What does that imply for the emergence, performance, and success of
accountable care organizations? It requires a reconsideration of our
earlier conjecture that the organizations will be more likely to improve
quality than to lower costs. With intense financial pressure from
Medicare generated by lower Medicare payments, the organizations may be
forced to limit costs — and, if they cannot do so by ridding their
systems of waste, perhaps to do so by achieving fewer quality improvements.
More generally, Medicare may wish to use accountable care organizations
to contain costs. In effect, the organizations will be told, "Here is
how much money you will get per patient, and you are not allowed to
charge any more; do the best you can with that."
This draconian incentive system will truly constitute a test of how much
waste there is in the system.
Comment: The Affordable Care Act includes several measures supposedly
to control health care spending, but analysis of the health policy
literature to date suggests that none of these will have more than a
negligible impact. Most hope is held out for accountable care
organizations (ACOs), but this report by Burns and Pauly suggests that
these new entities include many of the flaws of previous similar
efforts, primarily the failed integrated delivery networks of the 1990s.
In reading their full article you will understand better why we cannot
expect dramatic results from ACOs and the mechanisms that they would use
such as disease management, care coordination, realignment of financial
incentives, health information technology, electronic health records,
computerized physician order entry, clinical decision support systems,
and especially the Medicare shared savings program.
As opposed to well established integrated health systems like Kaiser
Permanente, these new systems will be formed from the existing health
care community. The authors explain that there is no guidebook to
develop and implement a coherent system by combing the existing
professionals and institutions. Efforts will require considerable money
and time. New personnel such as care coordinators and information
technology staff will be required. As they state, "We have seen no model
of a 'flat' accountable care organization — one requiring no increase in
numbers or layers of staffing." And it will be difficult "to ensure that
all changes are internally congruent."
Although most agree that there is a need for reinforcement of our
primary care infrastructure, the authors provide evidence that the
demands of care coordination under ACOs will cause a reduction in time
spent on direct patient care. One study indicated that care coordination
would require an additional 3.2 weeks per year of physician time.

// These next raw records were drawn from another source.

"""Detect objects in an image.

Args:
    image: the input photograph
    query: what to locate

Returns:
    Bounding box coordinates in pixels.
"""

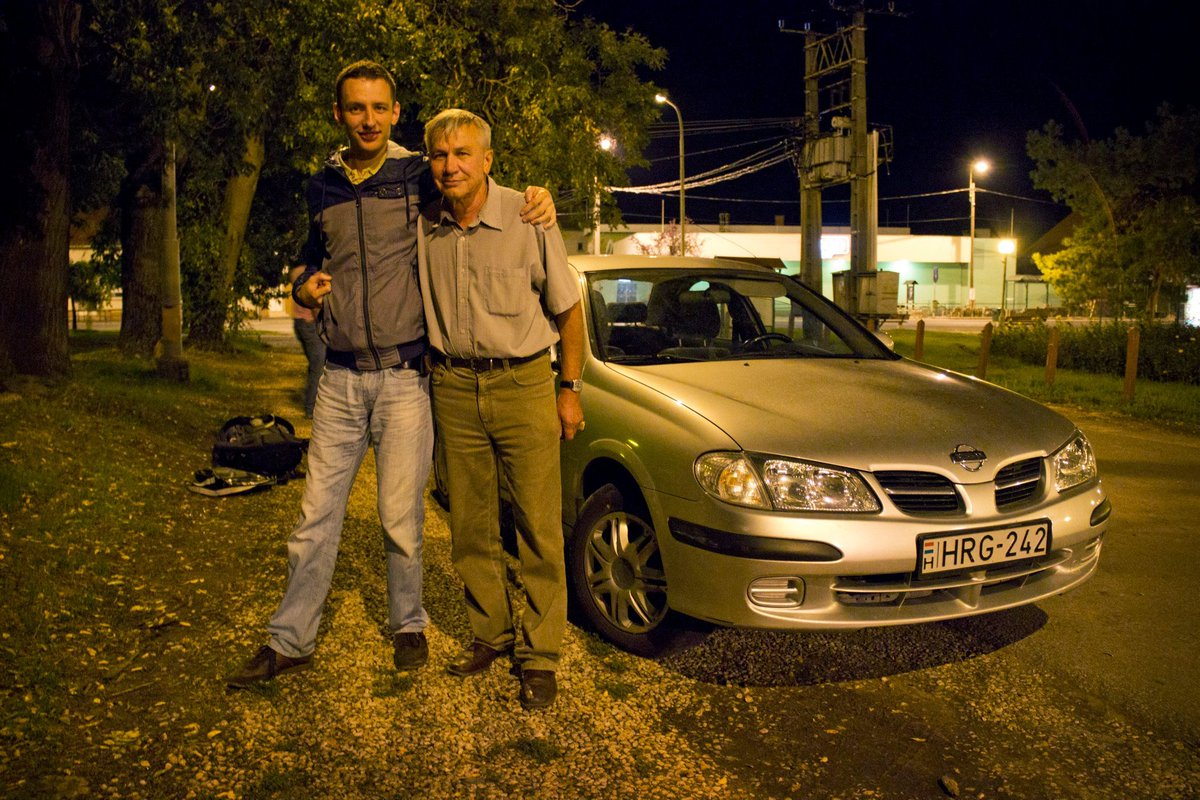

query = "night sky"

The successful Kaiser and Group Health models took many decades to
develop. You cannot suddenly take the existing fragmented delivery
system and create competing, truly integrated systems in each community.
That is what was wrong with Enthoven's managed competition model, and
that is what is wrong with the incipient accountable care organization
The greatest risk of ACOs seems to be that Medicare will use them to
help meet the political goal of "reducing entitlement spending,"
sacrificing the emphasis on quality because of cost considerations, and
applying pressure to ratchet down spending. The latter is particularly a
problem because private health systems are not very adept at identifying
and ferreting out waste, rather they reduce spending primarily by
impairing access. Selectively limiting Medicare spending will further
compound access problems by a reduction in the numbers of willing
providers, likely diminishing public support of Medicare.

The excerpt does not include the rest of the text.